In Convesration - Andrew Skeet gives us the lowdown on working with Anthony Phillips on the Seventh Heaven album and other projects.
TWR: According to the biographical notes in the booklet to the album, you have certainly been involved with a great many interesting projects and artists. Tell us a little about a few of them and how did you first become interested in music and who are your musical influences?
AS: Well, I started in professional music as a boy singer through my school - we were booked to do all sorts of projects from the relatively high brow at Glyndebourne Opera House to TV commercials for breakfast cereals! At that stage I probably mainly liked Classical music but I was so busy actually playing and singing that I don’t remember obsessing about any music at all until I got my first guitar aged 14. Then it was all about discovering the older bands form the 1960’s and ‘70’s. When I left music college in the 1990’s I put this ll together by working with bands of the time on their brass and string arrangements - Sued, George Michael, The Boo Radleys and other small Indie bands. From that point on it has been, as you say, very eclectic, and expanded to include my own compositional scores for television and orchestrating many film scores for other composers and working with directors like Ridley Scott and Danny Boyle in the process.
TWR: How did you become involved with Anthony, and how does working with him compare to some of the other people you have worked with?
AS: I was booked as an orchestrator to work with Ant on a double album of library music for Atmosphere in 2007 I think it was/ We immediately hit it off from the first ‘phone call and after that project we looked for other opportunities to work together. On a personal level it was and continues to be one of the greatest pleasures of my career working with Ant for reasons both musical and because of his generous spirit and unique sense of humour.
TWR: How did the collaborative process work between the pair of you? Was it a case of working on an idea one of you had or putting the ideas together, together as it were…?
AS: Usually the ideas begin with Ant but they can be anything from just a seven note repeating pattern he has found that he likes, to a fully worked out piano composition that just needs orchestrating out and everything in between. Sometimes he has written effectively a “verse” and I might write a “chorus” and then later I sometimes cannot remember exactly who wrote what which I think is a good sign.
TWR: I know that many of these pieces were designed as library music, how does that process of working to film actually work? Is it easier or harder than working purely on compositions of your own?
AS: Well, Library music is tricky because it is for synchronising to picture as you say, but with no idea what that might be - unlike a score that is commissioned. So you have to tread a fine line and it is harder in a way than just doing your own piece but also perhaps you don’t agonise over it quite as much either.
TWR: Where did the ideas for some of these pieces come from? It is obvious that you both had specific ideas in mind for some of them, and one in particular: Old Sarum Suite, tell me a bit about the story behind that one…
AS: Actually, you would have to ask Ant about that - I did orchestrate but I can’t remember anything about the idea behind it (which was Ant’s). I know it’s awful but I have written or orchestrated several thousand pieces of music and I move on so quickly to new things each time that I forget what was behind some of them.
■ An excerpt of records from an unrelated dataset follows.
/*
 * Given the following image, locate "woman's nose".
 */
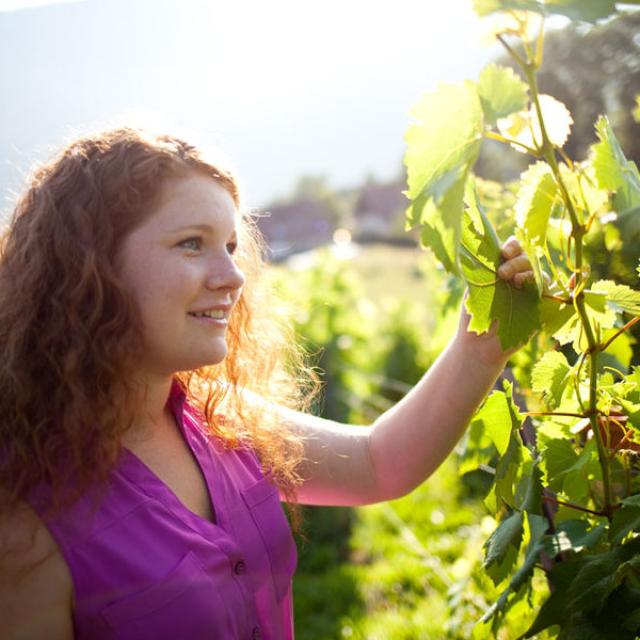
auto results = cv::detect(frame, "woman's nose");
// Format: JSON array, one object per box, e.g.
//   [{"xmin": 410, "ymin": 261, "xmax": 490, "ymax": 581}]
[{"xmin": 207, "ymin": 255, "xmax": 245, "ymax": 290}]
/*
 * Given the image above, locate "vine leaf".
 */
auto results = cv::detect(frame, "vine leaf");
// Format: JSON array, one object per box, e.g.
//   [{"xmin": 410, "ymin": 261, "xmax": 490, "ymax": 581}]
[
  {"xmin": 498, "ymin": 94, "xmax": 573, "ymax": 151},
  {"xmin": 531, "ymin": 351, "xmax": 571, "ymax": 409},
  {"xmin": 543, "ymin": 520, "xmax": 606, "ymax": 557},
  {"xmin": 481, "ymin": 513, "xmax": 547, "ymax": 631},
  {"xmin": 591, "ymin": 280, "xmax": 640, "ymax": 316},
  {"xmin": 473, "ymin": 391, "xmax": 520, "ymax": 456},
  {"xmin": 591, "ymin": 116, "xmax": 640, "ymax": 214},
  {"xmin": 515, "ymin": 162, "xmax": 559, "ymax": 246},
  {"xmin": 460, "ymin": 192, "xmax": 541, "ymax": 350},
  {"xmin": 404, "ymin": 81, "xmax": 484, "ymax": 273},
  {"xmin": 521, "ymin": 538, "xmax": 640, "ymax": 640},
  {"xmin": 609, "ymin": 494, "xmax": 640, "ymax": 544},
  {"xmin": 478, "ymin": 64, "xmax": 528, "ymax": 127},
  {"xmin": 482, "ymin": 511, "xmax": 523, "ymax": 585}
]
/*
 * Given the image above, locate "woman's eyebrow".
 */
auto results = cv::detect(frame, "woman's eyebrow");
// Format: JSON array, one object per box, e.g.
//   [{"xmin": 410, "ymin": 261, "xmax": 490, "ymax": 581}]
[{"xmin": 170, "ymin": 224, "xmax": 213, "ymax": 233}]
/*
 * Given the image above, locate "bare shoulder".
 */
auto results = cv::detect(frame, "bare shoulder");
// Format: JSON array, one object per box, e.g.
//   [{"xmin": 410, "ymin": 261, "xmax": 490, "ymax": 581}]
[{"xmin": 0, "ymin": 505, "xmax": 73, "ymax": 640}]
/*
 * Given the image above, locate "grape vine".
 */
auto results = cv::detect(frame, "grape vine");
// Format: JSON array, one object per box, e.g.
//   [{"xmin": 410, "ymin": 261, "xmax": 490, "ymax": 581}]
[{"xmin": 405, "ymin": 0, "xmax": 640, "ymax": 640}]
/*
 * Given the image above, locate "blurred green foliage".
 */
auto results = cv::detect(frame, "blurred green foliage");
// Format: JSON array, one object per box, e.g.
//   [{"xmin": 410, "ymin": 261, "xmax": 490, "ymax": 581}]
[{"xmin": 274, "ymin": 244, "xmax": 545, "ymax": 640}]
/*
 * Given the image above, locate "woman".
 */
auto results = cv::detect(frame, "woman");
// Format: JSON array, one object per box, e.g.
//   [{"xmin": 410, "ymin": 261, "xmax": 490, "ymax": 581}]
[{"xmin": 0, "ymin": 128, "xmax": 532, "ymax": 640}]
TWR: Did the orchestrations come first, during or after the piece was composed?
AS: Orchestration after in the case of the Old Sarum Suite if that’ what you mean. The early 2007 material I worked on with Ant was actually pretty complete in terms of compositions and the further we went on working together the more material I started to write or add.
TWR: Whose idea was it to use the City Of Prague Orchestra and Choir and why did you use them instead of an orchestra closer to home?
AS: It was Universal’s decision but I may have suggested it because I have recorded there about fifty times They are good and experienced but it really is a boring question of the ease of buying out the rights of the musicians there and also it is a lot cheaper than recording in London.
TWR: Did being in Prague have any influence on the music? It is a beautiful city after all…
AS: It is very beautiful… I think it did have an influence on the project in a rather intangible way but less because of the beauty per se of Prague, and more because that was just part of the story for the first project I ever worked on with Ant. We had such fun out there, it was inspiring and musically fulfilling and I seemed never to stop smiling, so I think that “vibe” maybe found its way in.
TWR: The album contains a great deal of music, was there anything which either you or Ant would have liked to include on it which there wasn’t time/space to do?
AS: More Ant’s area than mine - he selected the material to go on.
TWR: Are there any further collaborations with Ant in the pipeline and what other projects are you currently working on yourself?
AS: There will be but I am not sure yet what that will be and when. I have just finished writing the score for a three part series on Netflix about a serial killer which has been great actually (also recorded in Prague recently with many of the same musicians). Then In the autumn, I am touring the UK and Europe with the band I play in - The Divine Comedy - we have a new album out called Office Politics.
My thanks to Andrew for giving up so much of his time to answer these questions. I hope you find it interesting.